Imagine that you’re looking on a job-listing Web service for a spot as a secretary. The site you’re browsing is a “One-Stop Career Center,” which is run by the Pennsylvania Department of Labor and Industry. It’s paid for with funds from both the state and the U.S. Department of Labor.
You find a position that sounds as if it would be a perfect match for your skills. But in big letters, the listing says:
No Jews need apply. Buddhists not wanted. Muslims will be refused. Hindus are not acceptable. If you’re a Wiccan, forget about it. And don’t even think of contacting us if you’re an Atheist.Seems like that ought to be illegal in the U.S., right?
Well, guess again, buddy. You must not know about the Geneva College situation.
Geneva College in Beaver Falls is one of those schools with an Evangelical mission, and it proudly offers a Christian education (as opposed to a real one). The Geneva application asks students to list the name of their church and the names of both their pastor and youth pastor, as if one brain-washer in their lives were insufficient. Applicants are informed that they might be entitled to additional financial aid if one or both of their parents work as a Christian School employee, Missionary, Pastor, or Other full-time Christian worker. (Part-time Christians are, obviously, not eligible.)
Of course, America is a free country, and students— or, more likely, their parents — can pay for whatever indoctrination they’d like to support. All manure-shovelers are equal under the law.
However, Geneva wants to make certain that the propaganda is laid on as thick as possible. The school’s powers-that-be apparently feel that students might be tempted off god’s path if they have a conversation with a custodian or food-preparer who does not share the institution’s particular brand of superstition. That’s why every potential employee must demonstrate a commitment to Christianity.
The Pennsylvania job-seekers’ Web site heroically refused to permit Geneva College to list its employment openings. The U.S. Secretary of Labor, Elaine Chao, and various Pennsylvania officials decided that the college’s listings violated the Workforce Investment Act, the source of the federal funds. The WIA specifically outlaws discrimination based on various criteria, including religion.
Now, bear in mind that no one was suggesting the school should be denied its right to hire high-level administrative personnel or faculty who conform to Geneva’s stated purpose. The government was not telling them that they must employ rabbis, imams, or scientists to teach the Evangelism-doused classes. In fact, the federal law allows certain exceptions to its anti-discrimination requirement in cases where a candidate’s religion is an honest qualification. But we’re talking here about a hypothetical case of a lower-level employee, the kind of person who, in fact, is most likely to search for work using just such an online service as Pennsylvania offers.
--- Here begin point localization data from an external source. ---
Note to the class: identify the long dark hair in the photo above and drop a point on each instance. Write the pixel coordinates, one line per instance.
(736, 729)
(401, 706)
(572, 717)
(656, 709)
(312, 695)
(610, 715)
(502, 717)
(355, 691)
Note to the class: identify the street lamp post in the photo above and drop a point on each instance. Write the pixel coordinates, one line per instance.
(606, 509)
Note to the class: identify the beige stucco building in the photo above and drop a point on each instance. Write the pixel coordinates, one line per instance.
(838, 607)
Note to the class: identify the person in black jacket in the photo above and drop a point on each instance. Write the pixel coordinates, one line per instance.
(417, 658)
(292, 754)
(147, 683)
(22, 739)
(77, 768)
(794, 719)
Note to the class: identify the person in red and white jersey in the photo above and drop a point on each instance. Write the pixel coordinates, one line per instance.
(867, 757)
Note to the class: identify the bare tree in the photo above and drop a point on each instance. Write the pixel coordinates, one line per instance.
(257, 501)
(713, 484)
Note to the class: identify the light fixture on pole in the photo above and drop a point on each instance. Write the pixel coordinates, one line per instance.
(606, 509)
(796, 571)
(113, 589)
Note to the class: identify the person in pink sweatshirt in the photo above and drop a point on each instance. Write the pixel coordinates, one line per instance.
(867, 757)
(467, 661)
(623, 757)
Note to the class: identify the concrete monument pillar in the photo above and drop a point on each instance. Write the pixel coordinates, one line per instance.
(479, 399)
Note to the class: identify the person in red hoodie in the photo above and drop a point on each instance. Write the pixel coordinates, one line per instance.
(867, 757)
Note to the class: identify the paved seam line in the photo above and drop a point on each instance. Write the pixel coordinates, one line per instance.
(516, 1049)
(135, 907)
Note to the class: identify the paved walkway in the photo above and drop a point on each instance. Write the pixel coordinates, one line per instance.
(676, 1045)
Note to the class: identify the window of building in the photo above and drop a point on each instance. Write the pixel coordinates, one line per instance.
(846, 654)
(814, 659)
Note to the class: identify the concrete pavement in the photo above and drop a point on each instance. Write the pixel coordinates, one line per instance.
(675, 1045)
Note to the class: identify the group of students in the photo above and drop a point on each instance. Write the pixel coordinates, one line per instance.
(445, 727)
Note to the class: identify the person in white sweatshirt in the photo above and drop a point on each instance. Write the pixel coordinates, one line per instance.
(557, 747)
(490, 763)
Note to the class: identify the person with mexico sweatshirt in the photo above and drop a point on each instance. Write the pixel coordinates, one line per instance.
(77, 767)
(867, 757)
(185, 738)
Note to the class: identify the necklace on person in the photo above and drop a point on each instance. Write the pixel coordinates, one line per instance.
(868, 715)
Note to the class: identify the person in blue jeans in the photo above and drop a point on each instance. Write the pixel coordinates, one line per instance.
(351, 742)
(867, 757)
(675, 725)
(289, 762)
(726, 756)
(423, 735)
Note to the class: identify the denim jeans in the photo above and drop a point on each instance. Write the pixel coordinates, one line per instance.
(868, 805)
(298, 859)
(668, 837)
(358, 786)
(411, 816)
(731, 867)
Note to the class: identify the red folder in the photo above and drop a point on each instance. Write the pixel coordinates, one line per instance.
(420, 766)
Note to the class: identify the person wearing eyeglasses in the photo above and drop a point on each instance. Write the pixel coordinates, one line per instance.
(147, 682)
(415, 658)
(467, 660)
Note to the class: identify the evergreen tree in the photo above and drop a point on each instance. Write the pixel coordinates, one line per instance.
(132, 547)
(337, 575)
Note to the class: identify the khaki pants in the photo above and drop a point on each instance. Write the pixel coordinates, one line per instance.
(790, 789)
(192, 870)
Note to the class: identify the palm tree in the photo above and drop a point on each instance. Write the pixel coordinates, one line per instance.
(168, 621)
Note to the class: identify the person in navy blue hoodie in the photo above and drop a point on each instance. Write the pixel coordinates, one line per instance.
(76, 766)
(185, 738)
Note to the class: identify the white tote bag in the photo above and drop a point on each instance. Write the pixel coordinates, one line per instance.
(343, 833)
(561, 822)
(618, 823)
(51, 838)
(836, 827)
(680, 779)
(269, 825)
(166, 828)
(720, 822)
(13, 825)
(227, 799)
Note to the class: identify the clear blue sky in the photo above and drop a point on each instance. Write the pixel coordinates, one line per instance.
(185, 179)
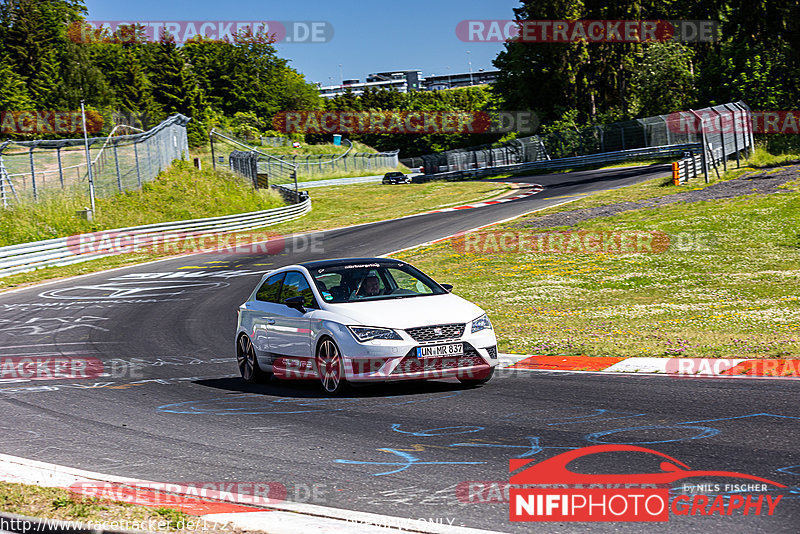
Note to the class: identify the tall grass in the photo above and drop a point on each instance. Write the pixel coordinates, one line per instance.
(181, 192)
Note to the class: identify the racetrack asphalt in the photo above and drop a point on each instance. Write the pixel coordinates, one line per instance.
(174, 409)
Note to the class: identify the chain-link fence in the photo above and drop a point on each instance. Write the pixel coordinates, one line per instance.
(31, 170)
(724, 126)
(307, 166)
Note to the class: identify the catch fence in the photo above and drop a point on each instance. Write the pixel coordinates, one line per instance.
(31, 170)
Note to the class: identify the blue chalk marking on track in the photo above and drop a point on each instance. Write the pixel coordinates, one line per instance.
(596, 416)
(740, 417)
(530, 450)
(410, 460)
(434, 431)
(706, 432)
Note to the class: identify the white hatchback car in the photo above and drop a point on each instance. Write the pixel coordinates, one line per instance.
(361, 320)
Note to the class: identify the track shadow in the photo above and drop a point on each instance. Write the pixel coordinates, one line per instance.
(310, 389)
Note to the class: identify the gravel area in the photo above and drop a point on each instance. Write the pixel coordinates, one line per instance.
(764, 182)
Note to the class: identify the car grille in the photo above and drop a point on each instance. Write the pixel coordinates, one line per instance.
(412, 364)
(441, 332)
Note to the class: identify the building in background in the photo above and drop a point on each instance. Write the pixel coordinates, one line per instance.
(409, 80)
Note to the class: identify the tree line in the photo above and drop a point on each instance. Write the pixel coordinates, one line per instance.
(47, 63)
(242, 83)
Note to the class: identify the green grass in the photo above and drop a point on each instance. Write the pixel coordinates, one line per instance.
(355, 204)
(726, 287)
(307, 173)
(56, 503)
(333, 207)
(762, 158)
(179, 193)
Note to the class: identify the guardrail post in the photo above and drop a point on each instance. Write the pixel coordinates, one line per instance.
(60, 167)
(722, 137)
(735, 132)
(33, 176)
(211, 141)
(116, 164)
(136, 157)
(703, 143)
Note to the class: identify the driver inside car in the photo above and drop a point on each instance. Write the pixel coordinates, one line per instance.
(370, 287)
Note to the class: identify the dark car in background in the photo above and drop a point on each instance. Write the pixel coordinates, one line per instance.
(396, 178)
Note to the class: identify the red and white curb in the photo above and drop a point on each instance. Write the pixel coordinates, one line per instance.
(536, 188)
(234, 509)
(675, 367)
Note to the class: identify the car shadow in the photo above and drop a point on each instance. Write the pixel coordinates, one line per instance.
(310, 389)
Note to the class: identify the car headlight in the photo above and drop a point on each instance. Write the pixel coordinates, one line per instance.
(366, 333)
(481, 323)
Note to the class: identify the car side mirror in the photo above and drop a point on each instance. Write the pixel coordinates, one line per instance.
(296, 303)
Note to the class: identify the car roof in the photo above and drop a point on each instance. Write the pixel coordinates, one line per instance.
(321, 264)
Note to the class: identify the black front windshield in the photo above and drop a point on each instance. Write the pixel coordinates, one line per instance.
(372, 281)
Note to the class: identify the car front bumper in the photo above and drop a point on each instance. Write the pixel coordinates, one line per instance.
(382, 360)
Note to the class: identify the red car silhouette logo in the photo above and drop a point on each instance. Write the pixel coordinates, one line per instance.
(554, 470)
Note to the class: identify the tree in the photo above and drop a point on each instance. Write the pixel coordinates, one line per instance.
(664, 79)
(176, 90)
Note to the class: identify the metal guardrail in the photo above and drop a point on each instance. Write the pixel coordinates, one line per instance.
(58, 252)
(564, 163)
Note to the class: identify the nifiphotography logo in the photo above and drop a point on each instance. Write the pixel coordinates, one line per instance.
(550, 491)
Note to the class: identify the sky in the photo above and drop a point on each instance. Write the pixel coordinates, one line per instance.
(368, 37)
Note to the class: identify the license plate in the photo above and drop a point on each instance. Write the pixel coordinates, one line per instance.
(440, 351)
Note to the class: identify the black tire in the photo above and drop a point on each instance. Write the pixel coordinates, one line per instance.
(477, 381)
(248, 362)
(330, 368)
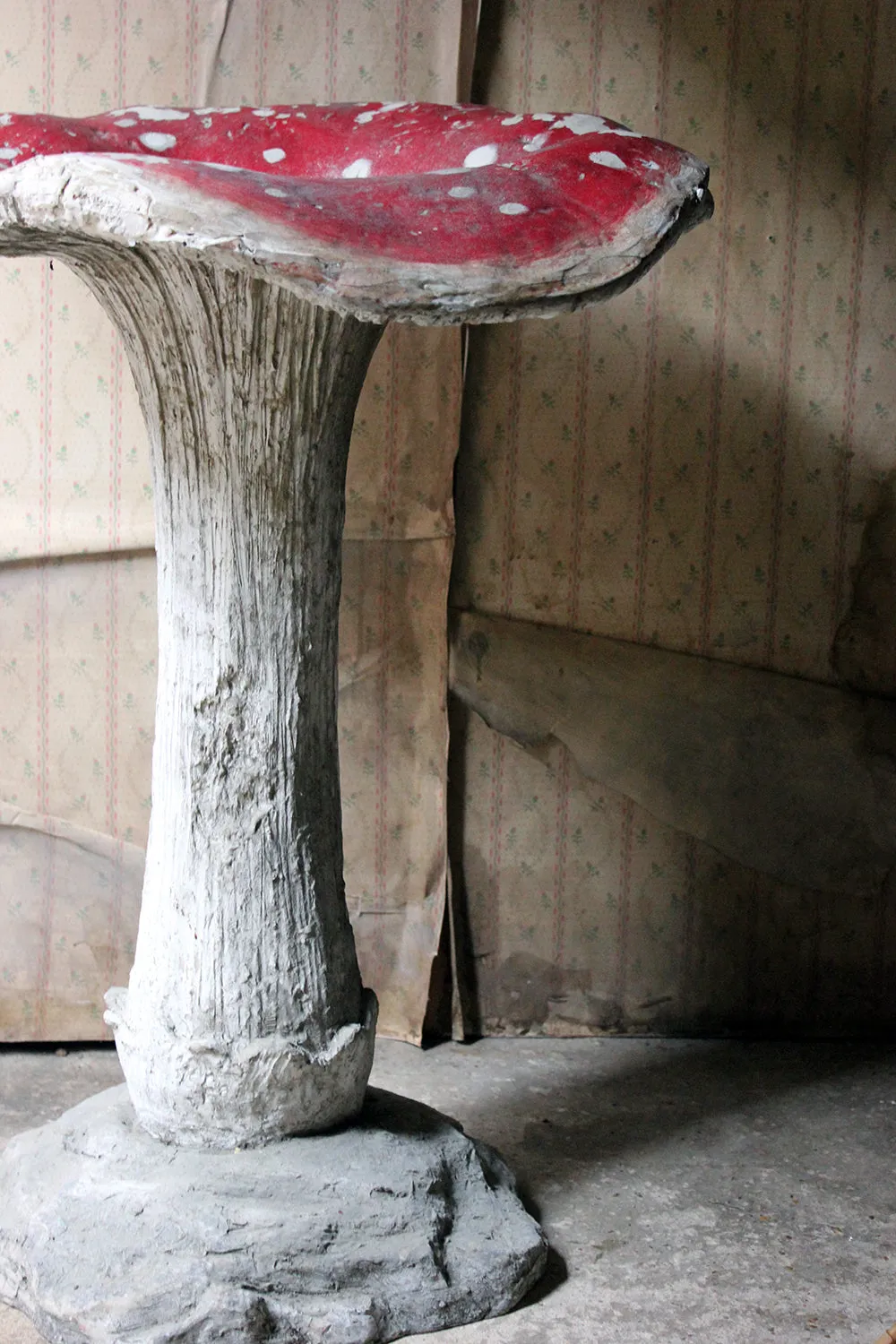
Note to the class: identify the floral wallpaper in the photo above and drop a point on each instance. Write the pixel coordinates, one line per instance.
(77, 570)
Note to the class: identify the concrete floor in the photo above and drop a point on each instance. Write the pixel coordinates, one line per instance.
(700, 1191)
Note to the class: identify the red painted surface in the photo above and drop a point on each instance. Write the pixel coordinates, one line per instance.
(457, 185)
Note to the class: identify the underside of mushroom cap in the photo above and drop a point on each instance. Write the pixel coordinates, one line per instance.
(411, 211)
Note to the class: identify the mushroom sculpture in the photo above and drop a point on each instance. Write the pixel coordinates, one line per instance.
(250, 258)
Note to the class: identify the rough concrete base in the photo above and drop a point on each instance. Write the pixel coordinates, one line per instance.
(394, 1225)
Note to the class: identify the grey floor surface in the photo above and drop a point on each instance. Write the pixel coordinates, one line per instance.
(700, 1191)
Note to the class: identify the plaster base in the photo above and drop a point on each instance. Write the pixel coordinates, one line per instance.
(392, 1225)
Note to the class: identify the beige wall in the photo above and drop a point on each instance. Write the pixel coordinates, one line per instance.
(77, 582)
(702, 464)
(697, 465)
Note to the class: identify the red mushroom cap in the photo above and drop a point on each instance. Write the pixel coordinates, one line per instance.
(432, 212)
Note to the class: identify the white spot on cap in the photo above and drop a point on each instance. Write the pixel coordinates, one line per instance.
(606, 159)
(583, 124)
(481, 156)
(363, 117)
(158, 140)
(159, 113)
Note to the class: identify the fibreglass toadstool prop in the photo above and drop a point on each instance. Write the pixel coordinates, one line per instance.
(250, 258)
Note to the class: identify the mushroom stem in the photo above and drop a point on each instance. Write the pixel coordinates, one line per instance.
(245, 1018)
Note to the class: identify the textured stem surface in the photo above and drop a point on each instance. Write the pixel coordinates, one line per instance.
(245, 1016)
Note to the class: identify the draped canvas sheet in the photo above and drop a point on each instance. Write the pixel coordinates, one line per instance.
(77, 582)
(699, 464)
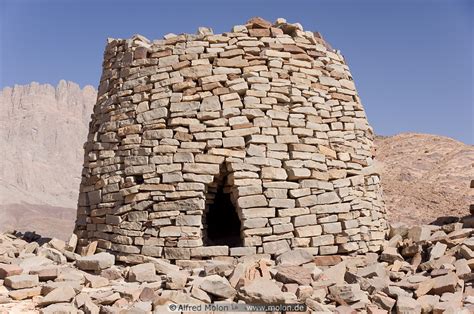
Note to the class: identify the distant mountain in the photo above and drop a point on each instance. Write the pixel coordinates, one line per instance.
(43, 128)
(425, 176)
(42, 132)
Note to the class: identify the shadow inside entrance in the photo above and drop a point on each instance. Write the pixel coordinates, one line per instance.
(223, 223)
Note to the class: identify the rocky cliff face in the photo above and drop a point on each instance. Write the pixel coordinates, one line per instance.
(42, 131)
(43, 128)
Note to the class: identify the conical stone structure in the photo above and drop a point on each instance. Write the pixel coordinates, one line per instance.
(251, 141)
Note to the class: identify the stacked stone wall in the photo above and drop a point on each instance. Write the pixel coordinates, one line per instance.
(267, 112)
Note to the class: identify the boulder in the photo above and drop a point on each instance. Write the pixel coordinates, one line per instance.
(294, 257)
(96, 262)
(142, 273)
(262, 291)
(58, 295)
(218, 286)
(21, 281)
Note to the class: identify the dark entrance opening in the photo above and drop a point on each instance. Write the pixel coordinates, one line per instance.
(223, 223)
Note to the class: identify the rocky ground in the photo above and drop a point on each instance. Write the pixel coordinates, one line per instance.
(424, 176)
(423, 269)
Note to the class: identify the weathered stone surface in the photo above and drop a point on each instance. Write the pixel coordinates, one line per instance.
(97, 261)
(267, 116)
(293, 274)
(294, 257)
(262, 291)
(21, 281)
(58, 295)
(218, 286)
(142, 273)
(7, 270)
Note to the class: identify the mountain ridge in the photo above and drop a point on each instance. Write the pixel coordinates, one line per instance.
(43, 129)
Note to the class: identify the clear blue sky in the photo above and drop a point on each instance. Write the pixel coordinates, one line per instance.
(412, 61)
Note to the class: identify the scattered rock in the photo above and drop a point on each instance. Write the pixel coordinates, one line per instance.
(294, 257)
(218, 286)
(96, 262)
(21, 281)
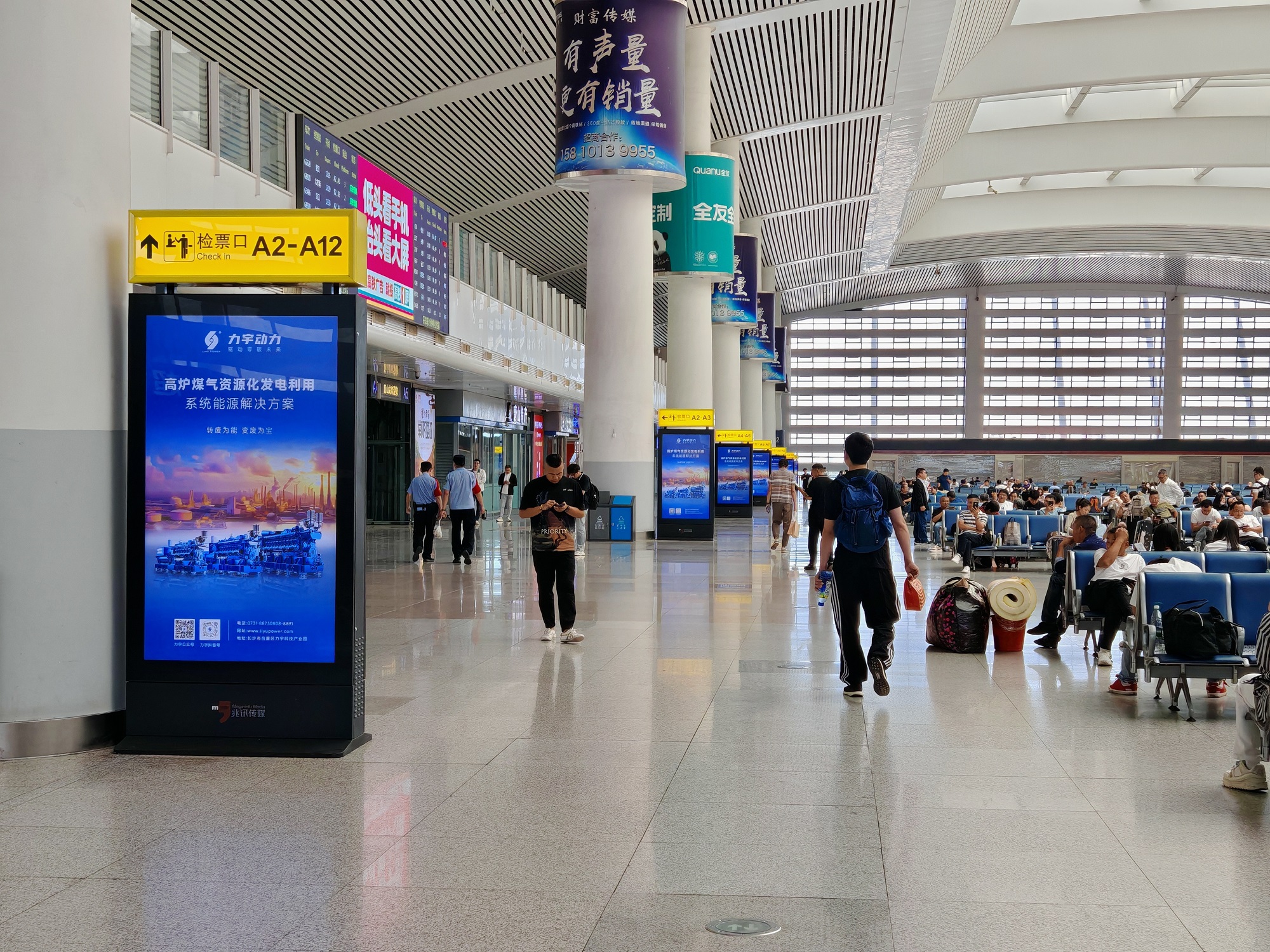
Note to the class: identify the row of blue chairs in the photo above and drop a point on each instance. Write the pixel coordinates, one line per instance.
(1236, 583)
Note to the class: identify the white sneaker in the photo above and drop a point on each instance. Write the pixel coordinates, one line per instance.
(1244, 777)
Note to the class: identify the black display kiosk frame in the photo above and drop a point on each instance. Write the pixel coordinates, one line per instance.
(253, 709)
(685, 529)
(755, 454)
(735, 511)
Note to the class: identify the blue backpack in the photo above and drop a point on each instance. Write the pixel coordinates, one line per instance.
(864, 525)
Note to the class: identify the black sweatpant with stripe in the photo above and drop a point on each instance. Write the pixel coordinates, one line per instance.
(864, 582)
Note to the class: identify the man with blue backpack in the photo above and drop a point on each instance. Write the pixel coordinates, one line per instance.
(859, 522)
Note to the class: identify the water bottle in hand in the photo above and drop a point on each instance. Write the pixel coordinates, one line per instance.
(822, 587)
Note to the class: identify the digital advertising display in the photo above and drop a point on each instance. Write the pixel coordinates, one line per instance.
(686, 477)
(246, 525)
(736, 301)
(693, 228)
(407, 235)
(242, 489)
(619, 95)
(732, 480)
(763, 469)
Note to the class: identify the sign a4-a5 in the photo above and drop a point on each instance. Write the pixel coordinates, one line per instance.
(279, 247)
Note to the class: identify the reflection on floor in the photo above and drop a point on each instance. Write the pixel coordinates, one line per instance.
(693, 760)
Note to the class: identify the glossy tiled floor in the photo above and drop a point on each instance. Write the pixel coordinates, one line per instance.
(693, 760)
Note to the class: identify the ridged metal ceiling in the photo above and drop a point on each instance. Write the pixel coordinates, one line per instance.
(337, 60)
The college filed suit, and was supported by — who else? — the Association of Faith-Based Organizations. Assisted by the nation’s holy hooligans, Geneva argued that it was being denied its constitutional right to freedom of religion. Why should it be precluded from using a publicly accessible Web site? Isn’t everyone in the U.S. entitled to the same civic benefits, regardless of his or her beliefs?
Once again, the theocrats succeeded in setting up a dichotomy between the Establishment Clause and the Free Exercise Clause. To bypass the costly and time-consuming litigation that would surely have ensued, the state of Pennsylvania agreed to allow Geneva to post its help-wanteds on the taxpayer-funded site. The rationale? The college is not, technically, a recipient of government monies.
So go back and read that boldface ad again. Although it will certainly be phrased in a vaguer, more deceitful way, that’s basically what it'll say. And our tax dollars — yours and mine — will pay for it.